While I aggressively pursued my fine art and stock career, the bills were often paid by my wedding business.
Fellow photographers who know me often ask for advice before shooting their first wedding. Here is a compilation of that advice specifically aimed at the wedding newbie.
It looks easy. All you have to do is show up and point your camera at the bride. Everything else will take care of itself — right? Well not exactly. Great wedding photos are no different than any other kind of photo. They don’t happen by accident. They require careful planning and execution.
START WITH THE GEAR
Brings lots of it and bring lots of back ups. Spare batteries, flash cords, digital memory and film should also be high on your list. (Don’t forget the duct tape!) Your range of lenses should include a wide angle for large group shots e.g. 24mm, a short zoom 28-70mm can be used for everything from small group portraits to interior shots of the church and reception hall. Long telephotos in the 200 to 300 mm range are great for portraits and ceremony shots. They also help you make great candids. Use good quality lenses. Chances are you will work in low light so fast lenses (f/2.8 to f4) are a must.

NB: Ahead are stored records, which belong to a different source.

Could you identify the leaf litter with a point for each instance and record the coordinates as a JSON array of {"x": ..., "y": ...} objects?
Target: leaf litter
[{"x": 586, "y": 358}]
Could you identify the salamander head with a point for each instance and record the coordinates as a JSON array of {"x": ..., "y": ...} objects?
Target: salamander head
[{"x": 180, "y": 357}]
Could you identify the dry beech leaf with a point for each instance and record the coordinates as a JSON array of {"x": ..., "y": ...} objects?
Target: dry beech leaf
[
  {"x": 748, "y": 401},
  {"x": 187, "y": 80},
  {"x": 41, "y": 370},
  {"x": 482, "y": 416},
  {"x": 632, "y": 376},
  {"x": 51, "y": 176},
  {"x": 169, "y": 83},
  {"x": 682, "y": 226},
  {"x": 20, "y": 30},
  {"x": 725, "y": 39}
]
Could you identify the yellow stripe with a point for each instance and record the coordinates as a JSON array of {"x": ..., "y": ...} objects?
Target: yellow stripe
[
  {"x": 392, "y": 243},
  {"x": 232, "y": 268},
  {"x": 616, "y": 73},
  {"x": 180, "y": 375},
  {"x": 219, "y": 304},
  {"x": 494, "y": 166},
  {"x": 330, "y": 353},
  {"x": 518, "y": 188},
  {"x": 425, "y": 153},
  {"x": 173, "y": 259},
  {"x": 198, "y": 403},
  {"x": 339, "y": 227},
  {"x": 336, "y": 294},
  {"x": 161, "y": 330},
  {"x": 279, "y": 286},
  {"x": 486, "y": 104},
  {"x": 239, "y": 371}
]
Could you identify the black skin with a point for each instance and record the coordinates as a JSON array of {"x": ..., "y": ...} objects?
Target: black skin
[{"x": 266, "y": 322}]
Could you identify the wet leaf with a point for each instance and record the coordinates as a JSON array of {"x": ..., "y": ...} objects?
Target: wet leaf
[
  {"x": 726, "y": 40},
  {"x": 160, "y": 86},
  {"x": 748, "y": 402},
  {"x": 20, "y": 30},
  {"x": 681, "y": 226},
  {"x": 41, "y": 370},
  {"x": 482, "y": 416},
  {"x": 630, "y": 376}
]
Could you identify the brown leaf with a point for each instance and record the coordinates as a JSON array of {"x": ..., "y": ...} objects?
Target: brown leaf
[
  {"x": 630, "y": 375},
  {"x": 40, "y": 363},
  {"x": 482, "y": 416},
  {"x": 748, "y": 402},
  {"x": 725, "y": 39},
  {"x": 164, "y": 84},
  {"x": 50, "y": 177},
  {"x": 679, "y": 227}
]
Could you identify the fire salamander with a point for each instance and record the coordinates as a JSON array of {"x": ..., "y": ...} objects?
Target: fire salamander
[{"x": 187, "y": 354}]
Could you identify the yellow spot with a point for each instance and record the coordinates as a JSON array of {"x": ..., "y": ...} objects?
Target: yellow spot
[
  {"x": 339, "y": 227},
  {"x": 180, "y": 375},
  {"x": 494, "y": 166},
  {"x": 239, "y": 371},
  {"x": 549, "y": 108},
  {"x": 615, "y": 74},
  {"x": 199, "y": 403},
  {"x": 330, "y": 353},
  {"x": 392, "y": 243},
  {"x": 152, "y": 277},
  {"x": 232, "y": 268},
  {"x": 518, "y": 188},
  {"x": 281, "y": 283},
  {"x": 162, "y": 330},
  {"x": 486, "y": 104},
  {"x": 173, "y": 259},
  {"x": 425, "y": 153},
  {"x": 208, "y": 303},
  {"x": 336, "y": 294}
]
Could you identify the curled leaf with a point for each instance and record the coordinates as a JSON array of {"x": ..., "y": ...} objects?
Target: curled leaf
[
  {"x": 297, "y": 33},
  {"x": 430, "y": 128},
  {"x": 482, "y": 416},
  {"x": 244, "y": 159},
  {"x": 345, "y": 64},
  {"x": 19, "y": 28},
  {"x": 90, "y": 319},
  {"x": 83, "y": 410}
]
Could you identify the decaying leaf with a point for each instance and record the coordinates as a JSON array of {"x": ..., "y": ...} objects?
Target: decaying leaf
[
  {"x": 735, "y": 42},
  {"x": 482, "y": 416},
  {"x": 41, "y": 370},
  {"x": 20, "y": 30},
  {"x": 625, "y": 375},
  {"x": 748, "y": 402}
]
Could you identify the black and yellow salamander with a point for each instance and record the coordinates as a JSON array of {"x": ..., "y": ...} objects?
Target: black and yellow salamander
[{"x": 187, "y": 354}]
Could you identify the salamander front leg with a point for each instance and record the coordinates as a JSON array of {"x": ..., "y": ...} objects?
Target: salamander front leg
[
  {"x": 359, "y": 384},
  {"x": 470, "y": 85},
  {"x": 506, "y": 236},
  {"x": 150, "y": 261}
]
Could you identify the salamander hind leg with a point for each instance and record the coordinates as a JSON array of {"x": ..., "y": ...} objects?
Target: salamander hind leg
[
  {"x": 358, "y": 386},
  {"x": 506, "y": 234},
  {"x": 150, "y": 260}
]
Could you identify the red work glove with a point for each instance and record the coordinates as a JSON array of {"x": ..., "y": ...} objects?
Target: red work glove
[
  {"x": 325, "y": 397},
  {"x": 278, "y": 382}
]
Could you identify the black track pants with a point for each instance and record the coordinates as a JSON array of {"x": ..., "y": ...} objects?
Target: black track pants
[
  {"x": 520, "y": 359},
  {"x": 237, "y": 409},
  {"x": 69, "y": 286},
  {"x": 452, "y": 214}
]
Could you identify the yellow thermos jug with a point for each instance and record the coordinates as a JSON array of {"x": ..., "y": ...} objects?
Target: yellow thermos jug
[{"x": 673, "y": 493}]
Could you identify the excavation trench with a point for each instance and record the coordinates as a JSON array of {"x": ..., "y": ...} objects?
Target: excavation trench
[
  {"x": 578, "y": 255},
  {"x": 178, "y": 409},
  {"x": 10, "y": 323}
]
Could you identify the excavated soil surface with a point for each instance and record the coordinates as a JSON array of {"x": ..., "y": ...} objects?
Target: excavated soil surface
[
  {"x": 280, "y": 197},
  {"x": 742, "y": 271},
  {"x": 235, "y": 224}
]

A tripod is usually required for anything that you will want to shoot with strobe. It also helps you establish your turf. Handholding is okay at the reception for table shots and fun stuff but serious portraiture requires a tripod.

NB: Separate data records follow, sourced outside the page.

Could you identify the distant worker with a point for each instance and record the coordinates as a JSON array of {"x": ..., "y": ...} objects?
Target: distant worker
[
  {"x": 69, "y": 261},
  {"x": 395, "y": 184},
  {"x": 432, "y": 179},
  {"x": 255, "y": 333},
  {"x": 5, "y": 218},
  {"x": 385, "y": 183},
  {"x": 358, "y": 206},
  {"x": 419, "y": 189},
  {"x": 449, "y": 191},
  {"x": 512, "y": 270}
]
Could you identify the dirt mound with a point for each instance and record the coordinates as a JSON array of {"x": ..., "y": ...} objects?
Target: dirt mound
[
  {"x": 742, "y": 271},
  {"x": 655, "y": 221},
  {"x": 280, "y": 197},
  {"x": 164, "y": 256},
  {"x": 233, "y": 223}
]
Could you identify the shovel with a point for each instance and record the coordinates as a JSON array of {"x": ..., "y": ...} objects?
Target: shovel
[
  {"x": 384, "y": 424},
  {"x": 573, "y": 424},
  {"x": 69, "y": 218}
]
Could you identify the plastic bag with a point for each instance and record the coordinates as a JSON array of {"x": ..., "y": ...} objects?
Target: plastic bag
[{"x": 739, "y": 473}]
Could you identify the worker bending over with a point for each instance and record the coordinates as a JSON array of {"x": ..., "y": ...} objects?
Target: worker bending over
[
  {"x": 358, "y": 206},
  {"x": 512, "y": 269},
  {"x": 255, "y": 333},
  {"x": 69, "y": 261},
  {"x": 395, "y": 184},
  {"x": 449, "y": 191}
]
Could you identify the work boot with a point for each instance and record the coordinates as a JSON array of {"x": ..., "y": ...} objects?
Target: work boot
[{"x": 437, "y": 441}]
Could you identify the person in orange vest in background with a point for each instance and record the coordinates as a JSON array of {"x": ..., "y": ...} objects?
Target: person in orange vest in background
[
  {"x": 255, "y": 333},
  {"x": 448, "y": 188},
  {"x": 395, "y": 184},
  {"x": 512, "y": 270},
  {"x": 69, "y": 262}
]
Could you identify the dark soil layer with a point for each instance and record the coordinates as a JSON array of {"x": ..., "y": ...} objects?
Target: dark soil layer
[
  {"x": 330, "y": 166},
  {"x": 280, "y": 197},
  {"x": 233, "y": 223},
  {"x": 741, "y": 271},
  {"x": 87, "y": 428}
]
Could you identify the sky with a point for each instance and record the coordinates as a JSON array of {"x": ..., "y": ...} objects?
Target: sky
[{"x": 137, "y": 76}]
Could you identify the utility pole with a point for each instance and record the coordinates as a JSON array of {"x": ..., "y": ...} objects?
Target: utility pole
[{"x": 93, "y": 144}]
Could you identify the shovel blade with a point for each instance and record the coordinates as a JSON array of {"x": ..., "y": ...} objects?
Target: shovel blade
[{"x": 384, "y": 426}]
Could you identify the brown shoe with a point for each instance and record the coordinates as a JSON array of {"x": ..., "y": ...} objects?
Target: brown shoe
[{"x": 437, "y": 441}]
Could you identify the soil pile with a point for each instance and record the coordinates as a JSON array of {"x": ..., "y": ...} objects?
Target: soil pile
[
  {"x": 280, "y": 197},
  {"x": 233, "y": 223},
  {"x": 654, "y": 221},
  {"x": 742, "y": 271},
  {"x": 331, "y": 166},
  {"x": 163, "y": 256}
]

Besides the camera, I think the reflector is probably the one piece of equipment that I rely on most. In nearly any situation, the reflector can improve the quality, direction or amount of light that falls on your subject. If you don’t have an assistant to hold the reflector, several companies make adjustable arms that clip on to the reflector and fit on top of standard light stands.

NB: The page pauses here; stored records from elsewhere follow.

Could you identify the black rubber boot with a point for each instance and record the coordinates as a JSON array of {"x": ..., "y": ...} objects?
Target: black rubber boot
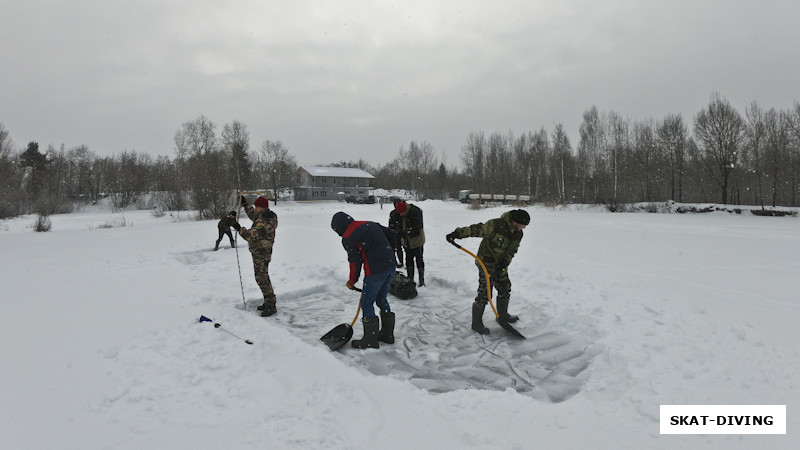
[
  {"x": 267, "y": 309},
  {"x": 370, "y": 339},
  {"x": 477, "y": 319},
  {"x": 502, "y": 310},
  {"x": 386, "y": 334}
]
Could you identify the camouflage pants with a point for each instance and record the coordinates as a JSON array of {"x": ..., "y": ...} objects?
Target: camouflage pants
[
  {"x": 261, "y": 268},
  {"x": 500, "y": 282}
]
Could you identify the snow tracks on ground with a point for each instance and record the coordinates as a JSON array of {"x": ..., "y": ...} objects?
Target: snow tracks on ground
[{"x": 436, "y": 350}]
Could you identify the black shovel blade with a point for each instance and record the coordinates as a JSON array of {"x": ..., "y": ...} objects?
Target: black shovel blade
[
  {"x": 511, "y": 330},
  {"x": 338, "y": 336}
]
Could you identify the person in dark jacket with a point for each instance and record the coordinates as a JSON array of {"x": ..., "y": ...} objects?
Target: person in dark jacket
[
  {"x": 224, "y": 227},
  {"x": 261, "y": 238},
  {"x": 370, "y": 245},
  {"x": 395, "y": 225},
  {"x": 413, "y": 237},
  {"x": 501, "y": 239}
]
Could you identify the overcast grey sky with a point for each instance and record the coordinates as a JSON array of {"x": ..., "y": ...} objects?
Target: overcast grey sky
[{"x": 350, "y": 79}]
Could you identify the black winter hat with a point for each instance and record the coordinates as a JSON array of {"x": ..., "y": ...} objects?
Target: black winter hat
[{"x": 521, "y": 216}]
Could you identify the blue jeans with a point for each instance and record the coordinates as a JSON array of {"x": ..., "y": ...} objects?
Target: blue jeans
[{"x": 374, "y": 292}]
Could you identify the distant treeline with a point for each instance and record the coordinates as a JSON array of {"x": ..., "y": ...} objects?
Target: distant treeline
[{"x": 721, "y": 156}]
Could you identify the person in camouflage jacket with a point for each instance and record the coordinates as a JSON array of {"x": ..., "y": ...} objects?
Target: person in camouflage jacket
[
  {"x": 224, "y": 227},
  {"x": 501, "y": 239},
  {"x": 260, "y": 239}
]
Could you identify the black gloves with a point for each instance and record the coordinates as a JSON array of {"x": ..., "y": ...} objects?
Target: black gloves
[{"x": 501, "y": 269}]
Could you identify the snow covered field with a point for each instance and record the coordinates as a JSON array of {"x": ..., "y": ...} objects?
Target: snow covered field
[{"x": 102, "y": 347}]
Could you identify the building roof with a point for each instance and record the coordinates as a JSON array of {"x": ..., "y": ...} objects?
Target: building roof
[{"x": 343, "y": 172}]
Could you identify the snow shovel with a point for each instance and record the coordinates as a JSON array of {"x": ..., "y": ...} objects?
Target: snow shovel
[
  {"x": 503, "y": 323},
  {"x": 341, "y": 334}
]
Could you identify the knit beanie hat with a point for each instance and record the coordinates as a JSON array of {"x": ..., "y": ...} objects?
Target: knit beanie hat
[{"x": 521, "y": 216}]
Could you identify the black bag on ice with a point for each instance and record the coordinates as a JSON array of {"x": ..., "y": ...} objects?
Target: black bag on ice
[{"x": 403, "y": 287}]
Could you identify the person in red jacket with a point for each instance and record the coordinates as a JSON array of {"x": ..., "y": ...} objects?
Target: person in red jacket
[{"x": 371, "y": 246}]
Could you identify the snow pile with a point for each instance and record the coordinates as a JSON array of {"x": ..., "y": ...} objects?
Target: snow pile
[{"x": 102, "y": 346}]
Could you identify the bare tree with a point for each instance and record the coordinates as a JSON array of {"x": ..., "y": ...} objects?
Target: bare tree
[
  {"x": 204, "y": 168},
  {"x": 236, "y": 140},
  {"x": 277, "y": 166},
  {"x": 778, "y": 143},
  {"x": 473, "y": 157},
  {"x": 672, "y": 136},
  {"x": 720, "y": 131},
  {"x": 562, "y": 161}
]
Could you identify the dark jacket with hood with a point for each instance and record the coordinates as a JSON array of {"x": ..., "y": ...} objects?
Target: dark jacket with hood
[
  {"x": 368, "y": 244},
  {"x": 500, "y": 240}
]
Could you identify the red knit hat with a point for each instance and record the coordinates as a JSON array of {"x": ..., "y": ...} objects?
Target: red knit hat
[{"x": 261, "y": 202}]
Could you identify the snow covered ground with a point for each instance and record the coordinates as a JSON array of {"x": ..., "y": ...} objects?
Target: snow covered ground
[{"x": 102, "y": 346}]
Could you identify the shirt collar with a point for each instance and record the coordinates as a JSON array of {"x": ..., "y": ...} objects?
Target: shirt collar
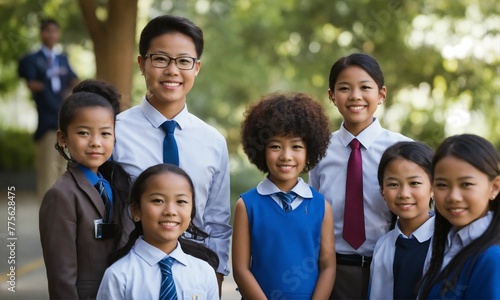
[
  {"x": 156, "y": 118},
  {"x": 366, "y": 137},
  {"x": 49, "y": 52},
  {"x": 152, "y": 255},
  {"x": 90, "y": 175},
  {"x": 267, "y": 187},
  {"x": 422, "y": 234},
  {"x": 469, "y": 233}
]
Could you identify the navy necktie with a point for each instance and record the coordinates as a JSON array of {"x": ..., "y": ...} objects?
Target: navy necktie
[
  {"x": 167, "y": 289},
  {"x": 170, "y": 150},
  {"x": 105, "y": 198},
  {"x": 354, "y": 218},
  {"x": 287, "y": 199}
]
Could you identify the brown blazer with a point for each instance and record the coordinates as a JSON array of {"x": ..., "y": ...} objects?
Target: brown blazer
[{"x": 75, "y": 260}]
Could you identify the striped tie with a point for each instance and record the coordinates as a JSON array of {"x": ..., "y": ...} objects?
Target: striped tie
[
  {"x": 286, "y": 200},
  {"x": 167, "y": 289}
]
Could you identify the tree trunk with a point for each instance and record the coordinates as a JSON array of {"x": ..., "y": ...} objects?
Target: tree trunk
[{"x": 114, "y": 43}]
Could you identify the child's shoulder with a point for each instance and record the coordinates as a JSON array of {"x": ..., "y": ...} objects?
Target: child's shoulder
[
  {"x": 492, "y": 253},
  {"x": 198, "y": 264}
]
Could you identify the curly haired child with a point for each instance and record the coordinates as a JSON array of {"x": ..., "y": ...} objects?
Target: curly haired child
[{"x": 283, "y": 243}]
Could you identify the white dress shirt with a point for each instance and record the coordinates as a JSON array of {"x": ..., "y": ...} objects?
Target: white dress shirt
[
  {"x": 138, "y": 276},
  {"x": 203, "y": 155},
  {"x": 381, "y": 270},
  {"x": 53, "y": 70},
  {"x": 329, "y": 178},
  {"x": 459, "y": 239},
  {"x": 302, "y": 189}
]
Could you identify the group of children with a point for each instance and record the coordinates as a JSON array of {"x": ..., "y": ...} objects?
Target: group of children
[{"x": 289, "y": 237}]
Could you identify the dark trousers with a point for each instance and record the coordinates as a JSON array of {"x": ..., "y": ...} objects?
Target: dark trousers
[{"x": 351, "y": 282}]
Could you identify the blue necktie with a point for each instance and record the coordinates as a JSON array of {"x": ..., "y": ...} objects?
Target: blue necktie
[
  {"x": 167, "y": 289},
  {"x": 287, "y": 199},
  {"x": 170, "y": 150},
  {"x": 105, "y": 198}
]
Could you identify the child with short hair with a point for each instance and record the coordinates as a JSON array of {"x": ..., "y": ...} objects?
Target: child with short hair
[
  {"x": 170, "y": 48},
  {"x": 404, "y": 176},
  {"x": 465, "y": 262},
  {"x": 283, "y": 226},
  {"x": 356, "y": 88},
  {"x": 163, "y": 206},
  {"x": 80, "y": 212}
]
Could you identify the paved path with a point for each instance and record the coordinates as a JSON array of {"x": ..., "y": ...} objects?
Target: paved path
[{"x": 30, "y": 277}]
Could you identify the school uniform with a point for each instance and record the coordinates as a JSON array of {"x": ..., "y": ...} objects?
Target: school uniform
[
  {"x": 75, "y": 260},
  {"x": 137, "y": 275},
  {"x": 57, "y": 78},
  {"x": 480, "y": 277},
  {"x": 285, "y": 246},
  {"x": 382, "y": 271},
  {"x": 329, "y": 178},
  {"x": 203, "y": 155}
]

I prefer not to use flash at weddings. If I do use flash, it is usually at the reception or as fill during portraiture. Many churches will not allow flash so be sure to check the rules for every wedding location that you work at. If you do use flash, be sure to “drag the shutter.” This means you expose the picture for ambient light and then just add enough flash to capture the subject. On most modern ETTL or TTL flash systems, this can be automatically set. For instance, using the Canon system, you just have to shoot in aperture priority mode and set the Canon 550EX or 580 EX flash to ETTL mode. It will do the rest. I like just a kiss of light in the eyes so I tend to set flash compensation at about two stops below the recommended exposure.